Supermassive black hole
An artist's concept of a supermassive black hole at the center of a galaxy NASA/JPL-Caltech

Scientists have found the first observational evidence that supermassive black holes at the centre of galaxies control the process of star formation, confirming a long-held, but never proven, hypothesis.

In the early stages of a galaxy's formation, new stars form at a rapid rate, but this process eventually winds downs as time progresses. The new findings, published in the journal Nature, show that the mass of the supermassive black hole actually determines when this "quenching" of star formation happens.

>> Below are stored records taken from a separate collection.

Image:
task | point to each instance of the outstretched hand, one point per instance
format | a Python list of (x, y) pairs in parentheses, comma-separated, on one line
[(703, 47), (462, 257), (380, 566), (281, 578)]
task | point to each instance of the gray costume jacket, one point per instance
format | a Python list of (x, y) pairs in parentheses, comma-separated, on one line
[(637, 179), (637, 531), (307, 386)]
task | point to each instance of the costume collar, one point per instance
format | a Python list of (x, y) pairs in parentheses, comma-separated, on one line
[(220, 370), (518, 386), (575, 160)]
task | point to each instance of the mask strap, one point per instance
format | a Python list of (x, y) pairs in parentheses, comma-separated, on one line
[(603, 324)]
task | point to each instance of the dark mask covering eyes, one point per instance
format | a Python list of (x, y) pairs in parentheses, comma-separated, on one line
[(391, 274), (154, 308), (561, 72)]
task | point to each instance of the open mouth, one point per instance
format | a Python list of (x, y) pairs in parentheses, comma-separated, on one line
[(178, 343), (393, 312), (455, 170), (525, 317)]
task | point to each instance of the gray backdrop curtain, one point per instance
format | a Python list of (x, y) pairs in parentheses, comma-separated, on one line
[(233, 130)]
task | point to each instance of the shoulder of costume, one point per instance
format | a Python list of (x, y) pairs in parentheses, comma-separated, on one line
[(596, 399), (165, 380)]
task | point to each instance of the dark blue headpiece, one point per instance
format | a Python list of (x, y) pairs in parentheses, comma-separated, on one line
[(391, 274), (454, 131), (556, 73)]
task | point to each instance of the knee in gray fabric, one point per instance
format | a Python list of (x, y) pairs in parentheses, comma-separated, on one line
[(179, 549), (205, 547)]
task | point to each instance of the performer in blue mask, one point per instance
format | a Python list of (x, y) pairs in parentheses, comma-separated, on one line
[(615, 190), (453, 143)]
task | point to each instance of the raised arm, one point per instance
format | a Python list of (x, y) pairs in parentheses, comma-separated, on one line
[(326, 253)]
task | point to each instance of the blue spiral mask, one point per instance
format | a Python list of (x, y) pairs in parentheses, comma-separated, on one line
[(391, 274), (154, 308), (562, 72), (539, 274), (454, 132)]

Scientists think that at the centre of every large galaxy lies a supermassive black hole with a mass more than a million times that of our Sun's. These black holes emit huge amounts of radiation that influence star formation by heating and dispelling vast gas clouds that would otherwise condense into stars as they cool.

This hypothesis has been around for decades, with simulations appearing to support it. However, until now, no direct observational evidence of a connection between supermassive black holes and star formation has been found.

"This is the first direct observational evidence where we can see the effect of the black hole on the star formation history of the galaxy," said Jean Brodie, co-author of the study from the University of California, Santa Cruz.

The findings suggest that, throughout a galaxy's lifespan, there is a continuous interplay between black hole activity and the star formation process.

Centaurus A supermassive black hole
The jets emanating from this galaxy (Centaurus A) are being powered by the supermassive black hole at its centre. ESO/WFI; MPIfR/ESO/APEX/A.Weiss et al.; NASA/CXC/CfA/R.Kraft et al.

For the study, researchers compared the star formation histories of galaxies with black holes of different masses. They found significant differences which only correlated with black hole mass and not other characteristics, such as galaxy size.

"For galaxies with the same mass of stars but different black hole mass in the centre, those galaxies with bigger black holes were quenched earlier and faster than those with smaller black holes," said Ignacio Martin-Navarro, first author of the study. "So, star formation lasted longer in those galaxies with smaller central black holes."

Exactly how the energy emanating from the black hole quenches star formation is still unclear, according to the researchers.

"There are different ways a black hole can put energy out into the galaxy, and theorists have all kinds of ideas about how quenching happens, but there's more work to be done to fit these new observations into the models," said Aaron Romanowsky from San Jose State University.